The Average$\mathrm{ }\mathrm{R}\mathrm{M}\mathrm{S}{E}_{{\lambda }_j}$ for Factor Loading Estimates When Using the True Prior Variances for the Loadings

Factor	Level	${RMSE}_{{\lambda }_2}$ (SD)	${RMSE}_{{\lambda }_3}$ (SD)	${RMSE}_{{\lambda }_4}$ (SD)	${RMSE}_{{\lambda }_5}$ (SD)
$G$	24	0.066 (0.031)	0.091 (0.041)	0.066 (0.031)	0.066 (0.031)
	48	0.065 (0.031)	0.090 (0.041)	0.065 (0.031)	0.065 (0.031)
$N_g$	50	0.079 (0.038)	0.102 (0.046)	0.079 (0.038)	0.079 (0.038)
	100	0.065 (0.028)	0.091 (0.039)	0.065 (0.028)	0.065 (0.028)
	200	0.052 (0.019)	0.081 (0.035)	0.052 (0.019)	0.052 (0.019)
$K$	2	0.066 (0.031)	0.091 (0.041)	0.066 (0.031)	0.066 (0.031)
	4	0.066 (0.031)	0.091 (0.041)	0.066 (0.031)	0.066 (0.031)
$\beta$	0.2	0.066 (0.031)	0.080 (0.035)	0.066 (0.031)	0.066 (0.031)
	0.3	0.066 (0.031)	0.090 (0.039)	0.066 (0.031)	0.066 (0.031)
	0.4	0.065 (0.031)	0.103 (0.045)	0.065 (0.031)	0.065 (0.031)
Reliability	high	0.061 (0.028)	0.087 (0.039)	0.061 (0.027)	0.061 (0.027)
	low	0.070 (0.034)	0.095 (0.043)	0.070 (0.034)	0.070 (0.034)
AMI	0.001	0.028 (0.006)	0.055 (0.029)	0.028 (0.006)	0.028 (0.006)
	0.005	0.048 (0.006)	0.072 (0.027)	0.048 (0.006)	0.048 (0.006)
	0.01	0.060 (0.009)	0.084 (0.027)	0.060 (0.009)	0.060 (0.009)
	0.05	0.090 (0.020)	0.116 (0.032)	0.090 (0.020)	0.090 (0.020)
	0.1	0.102 (0.027)	0.128 (0.037)	0.102 (0.026)	0.102 (0.027)
Crossloadings	0	0.066 (0.031)	0.066 (0.031)	0.066 (0.031)	0.066 (0.031)
	0.2	0.066 (0.031)	0.086 (0.032)	0.066 (0.031)	0.065 (0.031)
	0.4	0.066 (0.031)	0.122 (0.037)	0.066 (0.031)	0.066 (0.031)
Total		0.066 (0.031)	0.091 (0.041)	0.066 (0.031)	0.066 (0.031)

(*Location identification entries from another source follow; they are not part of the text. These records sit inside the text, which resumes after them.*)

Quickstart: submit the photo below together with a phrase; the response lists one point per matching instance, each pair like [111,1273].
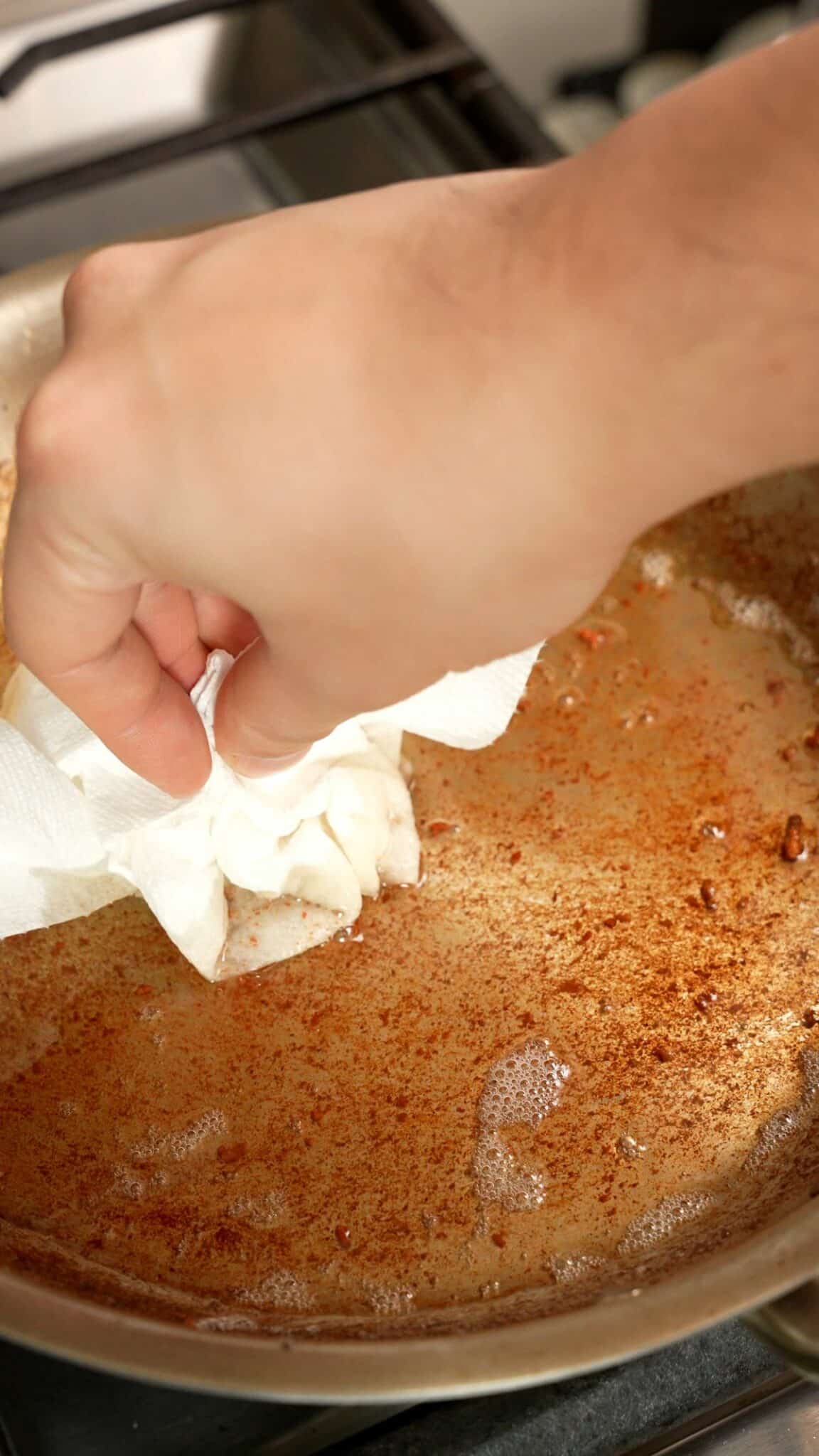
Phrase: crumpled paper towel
[248,871]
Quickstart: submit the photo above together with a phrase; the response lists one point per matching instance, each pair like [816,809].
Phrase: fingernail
[250,766]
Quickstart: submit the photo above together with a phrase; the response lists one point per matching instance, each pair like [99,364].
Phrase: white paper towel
[245,872]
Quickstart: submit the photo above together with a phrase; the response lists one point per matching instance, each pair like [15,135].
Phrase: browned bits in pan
[230,1152]
[705,1001]
[709,894]
[793,843]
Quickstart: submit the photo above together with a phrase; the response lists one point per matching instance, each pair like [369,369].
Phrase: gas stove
[123,119]
[720,1392]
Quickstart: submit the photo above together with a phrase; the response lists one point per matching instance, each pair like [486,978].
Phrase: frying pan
[545,1111]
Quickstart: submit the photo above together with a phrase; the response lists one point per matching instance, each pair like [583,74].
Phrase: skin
[370,440]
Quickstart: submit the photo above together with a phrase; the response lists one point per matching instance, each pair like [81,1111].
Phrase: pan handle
[791,1324]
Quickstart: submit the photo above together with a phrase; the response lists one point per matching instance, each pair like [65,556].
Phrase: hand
[372,440]
[323,439]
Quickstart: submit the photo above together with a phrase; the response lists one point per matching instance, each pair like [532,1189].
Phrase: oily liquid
[583,1050]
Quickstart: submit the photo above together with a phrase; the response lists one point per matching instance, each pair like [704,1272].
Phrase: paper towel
[248,871]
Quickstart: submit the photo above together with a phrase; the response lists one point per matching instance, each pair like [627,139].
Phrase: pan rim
[348,1372]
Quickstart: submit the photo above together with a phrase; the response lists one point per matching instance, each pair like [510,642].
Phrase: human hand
[323,433]
[408,432]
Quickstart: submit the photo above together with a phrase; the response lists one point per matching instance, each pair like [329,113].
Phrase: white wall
[531,40]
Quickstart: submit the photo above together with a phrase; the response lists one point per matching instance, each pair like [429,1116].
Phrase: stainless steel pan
[550,1110]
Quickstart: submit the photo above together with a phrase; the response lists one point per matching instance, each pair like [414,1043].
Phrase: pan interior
[583,1051]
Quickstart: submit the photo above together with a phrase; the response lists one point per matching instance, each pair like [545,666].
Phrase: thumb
[269,712]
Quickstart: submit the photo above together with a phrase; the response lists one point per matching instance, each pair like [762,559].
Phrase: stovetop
[255,107]
[719,1392]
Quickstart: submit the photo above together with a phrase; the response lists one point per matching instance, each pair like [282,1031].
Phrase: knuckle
[95,276]
[47,430]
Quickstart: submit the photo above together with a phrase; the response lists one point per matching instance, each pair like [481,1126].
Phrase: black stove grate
[427,50]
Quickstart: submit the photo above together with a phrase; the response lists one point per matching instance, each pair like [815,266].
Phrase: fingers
[76,633]
[223,623]
[267,715]
[168,621]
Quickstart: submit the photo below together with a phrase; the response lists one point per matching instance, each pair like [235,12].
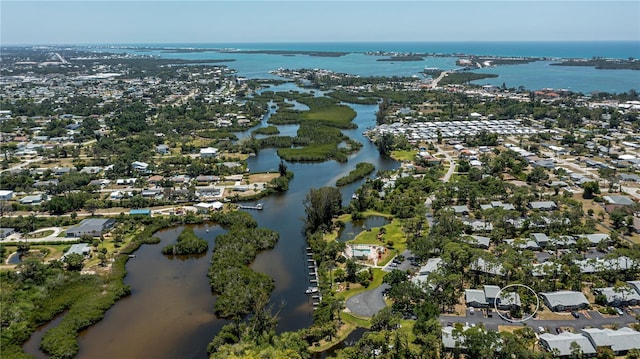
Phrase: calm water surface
[170,311]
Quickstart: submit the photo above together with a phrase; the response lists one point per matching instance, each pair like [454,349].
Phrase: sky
[26,22]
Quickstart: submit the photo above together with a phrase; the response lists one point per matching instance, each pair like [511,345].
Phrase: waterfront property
[565,300]
[93,227]
[79,248]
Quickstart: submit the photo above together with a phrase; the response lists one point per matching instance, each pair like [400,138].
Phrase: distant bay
[532,76]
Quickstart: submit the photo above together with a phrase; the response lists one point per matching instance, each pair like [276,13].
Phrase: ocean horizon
[546,49]
[533,76]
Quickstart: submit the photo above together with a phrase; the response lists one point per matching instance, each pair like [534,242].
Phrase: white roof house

To illustrate the effect of the prior variances for the loadings, ${RMSE}_{{\lambda }_2}$ across different prior variances is shown in Figure 4. The diagonal of the plot represents cases where the prior variances were correctly specified, while the lower part shows cases where the priors were narrower than the true level of AMI. In general, applying too narrow or too wide priors resulted in larger $RMS{E}_{{\lambda }_2}$ values. Since the prior variance affected the loading recovery, we also evaluated prior selection using the Deviance Information Criterion (DIC), which balances model fit and complexity. When looking at the prior selection per loading, the correct selection rate was 59.2% across all loadings and all simulated data sets.⁵ For 28.2% of the data sets, the prior selection was flawless in the sense that true priors were selected for all loadings. Generally, the DIC tended to select either the true or slightly smaller prior variances. Specifically, for an AMI level of 0.001, DIC correctly selected the prior variance of 0.001 for 86.6% of the loadings, with smaller proportions selecting 0.005 (12.5%) and 0.01 (0.9%). For an AMI level of 0.005, the correct selection rate was 59.4%, followed by 0.001 (36.6%) and 0.01 (4.0%). For an AMI level of 0.01, DIC most frequently selected 0.005 (71.1%), followed by 0.01 (23.5%) and 0.001 (5.4%). For an AMI level of 0.05, DIC primarily selected the true prior variance (81.5%), followed by prior variances of 0.1 (10.0%) and 0.01 (8.5%). For an AMI level of 0.1, DIC mostly selected prior variances of 0.05 (55.1%) and 0.1 (44.9%). Although prior selection based on the DIC varied across different levels of AMI and was not always optimal, the resulting $RMS{E}_{\lambda }$ values remained relatively stable given the selected priors, suggesting stable factor loading recovery despite prior variance misspecification.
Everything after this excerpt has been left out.